Title: pH meter vs. titration method
Post by: Digitalsmgital on November 10, 2013, 05:17:37 PM
I am looking into buying a meter but the $100 price tag of the Extech PH100 seems exorbitant when I am only making a batch or two per month. Plus the cost of maintenance and calibration, I wonder what the final annual cost would actually be.

Does anyone here use the titration method? Seems to me that the initial cost would be much less, yet I don't see any mention of it on this forum. Is the process too slow to use in cheese making? I'm no chemist or mathematician either, but it seems doable.
Title: Re: pH meter vs. titration method
Post by: linuxboy on November 10, 2013, 05:53:57 PM
It is overall harder to use titration without experience for how it works for a specific cheese style using specific milk and repetition. pH is more actionable because it ultimately gives you a more clear picture of the micellar degradation from the acid activity, which helps to determine bound vs unbound calcium, which in turn helps to determine what texture characteristics you want to achieve in the cheese. That said, it's very possible to use TA. We have discussed it some before.

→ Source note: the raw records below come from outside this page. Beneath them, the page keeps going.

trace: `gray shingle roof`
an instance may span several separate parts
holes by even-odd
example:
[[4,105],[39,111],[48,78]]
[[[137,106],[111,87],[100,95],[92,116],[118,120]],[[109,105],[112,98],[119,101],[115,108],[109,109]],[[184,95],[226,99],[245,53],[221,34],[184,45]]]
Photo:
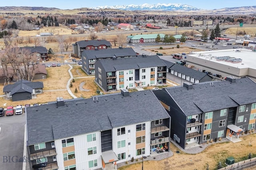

http://cheeseforum.org/forum/index.php/topic,5816 (http://cheeseforum.org/forum/index.php/topic,5816)
http://cheeseforum.org/forum/index.php/topic,10010 (http://cheeseforum.org/forum/index.php/topic,10010)
http://cheeseforum.org/forum/index.php/topic,2586.msg21615.html#msg21615 (http://cheeseforum.org/forum/index.php/topic,2586.msg21615.html#msg21615)
Title: Re: pH meter vs. titration method
Post by: Spoons on November 10, 2013, 06:03:42 PM
Using the tritation method should be referred as the "Walter White" method of making cheese.  ;)

About the $100 ph meter expense; After the initial expense, the maintenance and calibration shouldn't cost you too much. PH calibration bottles aren't that expensive (about $6 each) and last quite while. Maybe change the batteries once a year. Probe shouldn't need replacement in years if you maintain it well.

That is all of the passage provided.